A)   use any other inventory method under generally accepted accounting principles (GAAP).

B)   only use the LIFO method.

C)   use the FIFO method, but must disclose a LIFO reserve.

Q2. Which of the following statements regarding first in, first out (FIFO) is least accurate?

A)   Ending inventory consists of the cost of the most recent purchases.

B)   Items sold are a mix of the cost of the purchases.

C)   Cost of goods sold consists of the costs of the first purchases.

答案和详解如下:

Q1. A U.S. company uses the LIFO method to value its inventory for their income tax return. For its financial statements prepared for

    shareholders, the company may:

A)   use any other inventory method under generally accepted accounting principles (GAAP).
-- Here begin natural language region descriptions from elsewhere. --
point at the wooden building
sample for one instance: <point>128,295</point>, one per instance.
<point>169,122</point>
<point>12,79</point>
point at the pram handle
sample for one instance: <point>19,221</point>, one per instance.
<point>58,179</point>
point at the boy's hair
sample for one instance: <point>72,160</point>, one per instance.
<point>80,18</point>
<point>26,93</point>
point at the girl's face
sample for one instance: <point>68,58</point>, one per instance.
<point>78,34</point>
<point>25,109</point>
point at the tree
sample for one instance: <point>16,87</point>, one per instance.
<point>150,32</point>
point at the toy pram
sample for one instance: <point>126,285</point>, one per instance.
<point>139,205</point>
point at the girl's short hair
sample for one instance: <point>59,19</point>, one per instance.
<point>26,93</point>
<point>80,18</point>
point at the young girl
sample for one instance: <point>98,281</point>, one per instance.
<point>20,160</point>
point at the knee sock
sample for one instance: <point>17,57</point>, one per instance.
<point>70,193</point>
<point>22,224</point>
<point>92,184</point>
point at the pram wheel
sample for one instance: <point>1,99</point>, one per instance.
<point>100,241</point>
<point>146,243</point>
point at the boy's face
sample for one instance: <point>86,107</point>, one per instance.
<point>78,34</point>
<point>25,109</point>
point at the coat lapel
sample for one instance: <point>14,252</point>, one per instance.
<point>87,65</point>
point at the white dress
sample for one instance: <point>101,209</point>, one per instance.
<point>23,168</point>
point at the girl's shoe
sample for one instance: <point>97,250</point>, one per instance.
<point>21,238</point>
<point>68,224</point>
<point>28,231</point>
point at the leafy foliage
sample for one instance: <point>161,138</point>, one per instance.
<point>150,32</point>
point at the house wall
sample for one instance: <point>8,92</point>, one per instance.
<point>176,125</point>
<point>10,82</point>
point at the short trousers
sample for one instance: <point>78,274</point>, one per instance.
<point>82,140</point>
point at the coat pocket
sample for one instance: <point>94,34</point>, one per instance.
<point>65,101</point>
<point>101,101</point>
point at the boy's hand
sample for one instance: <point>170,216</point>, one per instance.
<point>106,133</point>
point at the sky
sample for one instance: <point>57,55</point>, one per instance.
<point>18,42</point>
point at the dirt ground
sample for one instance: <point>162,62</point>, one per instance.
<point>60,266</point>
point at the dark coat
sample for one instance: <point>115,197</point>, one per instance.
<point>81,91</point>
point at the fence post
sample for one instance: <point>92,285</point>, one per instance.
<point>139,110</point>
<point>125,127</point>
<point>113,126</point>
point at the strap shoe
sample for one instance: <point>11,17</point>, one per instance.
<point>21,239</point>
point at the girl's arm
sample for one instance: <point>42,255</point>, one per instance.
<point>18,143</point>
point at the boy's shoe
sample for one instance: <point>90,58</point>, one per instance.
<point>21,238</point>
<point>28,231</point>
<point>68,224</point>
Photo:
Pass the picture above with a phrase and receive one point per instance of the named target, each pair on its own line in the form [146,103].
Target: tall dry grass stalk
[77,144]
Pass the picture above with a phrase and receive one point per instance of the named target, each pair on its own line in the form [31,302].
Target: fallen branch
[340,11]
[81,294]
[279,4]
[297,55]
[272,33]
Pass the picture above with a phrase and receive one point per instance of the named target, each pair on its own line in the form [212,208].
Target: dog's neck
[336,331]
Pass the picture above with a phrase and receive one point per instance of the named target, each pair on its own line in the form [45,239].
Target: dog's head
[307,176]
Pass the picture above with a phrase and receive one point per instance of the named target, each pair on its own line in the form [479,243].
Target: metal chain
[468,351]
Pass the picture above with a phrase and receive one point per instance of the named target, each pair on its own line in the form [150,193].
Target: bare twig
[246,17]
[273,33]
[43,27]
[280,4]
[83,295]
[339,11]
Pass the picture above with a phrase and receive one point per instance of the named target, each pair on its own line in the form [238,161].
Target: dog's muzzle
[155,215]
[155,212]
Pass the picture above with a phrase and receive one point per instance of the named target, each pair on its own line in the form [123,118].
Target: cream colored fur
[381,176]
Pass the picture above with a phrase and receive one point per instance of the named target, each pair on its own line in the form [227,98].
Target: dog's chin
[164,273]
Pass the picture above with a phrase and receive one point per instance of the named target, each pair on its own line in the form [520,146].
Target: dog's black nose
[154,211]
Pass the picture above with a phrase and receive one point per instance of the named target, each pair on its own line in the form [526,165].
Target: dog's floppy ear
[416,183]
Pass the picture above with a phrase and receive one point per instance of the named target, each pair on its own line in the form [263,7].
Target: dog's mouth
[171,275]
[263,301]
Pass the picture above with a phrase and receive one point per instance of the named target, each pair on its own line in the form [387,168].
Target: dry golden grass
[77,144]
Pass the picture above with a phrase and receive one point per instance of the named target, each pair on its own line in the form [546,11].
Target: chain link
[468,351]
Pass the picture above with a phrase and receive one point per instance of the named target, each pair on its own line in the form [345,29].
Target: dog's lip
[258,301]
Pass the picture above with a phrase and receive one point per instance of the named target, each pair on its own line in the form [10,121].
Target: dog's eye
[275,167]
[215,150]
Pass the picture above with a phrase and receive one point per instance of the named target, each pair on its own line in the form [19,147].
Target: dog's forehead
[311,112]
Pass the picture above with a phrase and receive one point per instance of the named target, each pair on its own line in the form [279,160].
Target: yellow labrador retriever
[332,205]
B)   only use the LIFO method.

C)   use the FIFO method, but must disclose a LIFO reserve.

Correct answer is B)         

The LIFO conformity rule in the U.S. requires firms to use LIFO for their financial statements if they use LIFO for income tax purposes.

Q2. Which of the following statements regarding first in, first out (FIFO) is least accurate?

A)   Ending inventory consists of the cost of the most recent purchases.

B)   Items sold are a mix of the cost of the purchases.

C)   Cost of goods sold consists of the costs of the first purchases.

Correct answer is B)         

With FIFO the cost of the items sold are the first purchased, with LIFO the cost of the items last purchased represent the first to be sold, and with the weighted average cost method the cost of the items sold are a mix of purchases.